Gut-wrenching, visceral, all-consuming—nothing packs a punch like young love. In the U.K. revival of Matthew Bourne’s 2019 Romeo and Juliet, now on at Sadler’s Wells through September 2, the choreographer suggests that Shakespeare’s star-crossed teens may actually be mentally unbalanced. So instead of working within the usual paradigm of violent pride, patriarchy, and fate, he transports us to the highly policed and overmedicating Verona Institute, a place for troubled youth. Frankly, it’s surprising it took so long for someone to make this leap. But then, ever since he wowed the world with his all-male Swan Lake of 1995, Bourne and his genre-bending company, New Adventures, have made it their mission to reimagine overworked ballets in fresh ways.

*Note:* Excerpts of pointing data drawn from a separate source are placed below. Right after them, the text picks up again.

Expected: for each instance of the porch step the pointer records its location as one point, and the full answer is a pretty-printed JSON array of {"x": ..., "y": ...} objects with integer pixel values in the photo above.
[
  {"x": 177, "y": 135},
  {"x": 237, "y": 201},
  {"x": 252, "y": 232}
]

With no dynastic family feuds to navigate, this Romeo and Juliet interrogates mental illness and its attendant tragedies. Bourne deftly upends and re-arranges the characters and plot for this purpose. Tybalt is still the primary antagonist but is now a brutal orderly. Mercutio and Balthasar are an incarcerated gay couple, and Friar Laurence is reincarnated as the resident female chaplain, among other revisions. Romeo is a twitchy A.D.H.D. type who’s been dumped at the institute by his politician parents. Juliet is an abused victim of the system, in the clutches of the monstrous Tybalt. A shocking new ending is perhaps the most radical departure from the familiar versions. Add in Terry Davies’s jolting, almost atonal adaptation of Sergei Prokofiev’s original score and Lez Brotherston’s glossy, white-tiled set—clinical and oppressive—and you feel you’re seeing Romeo and Julietfor the first time.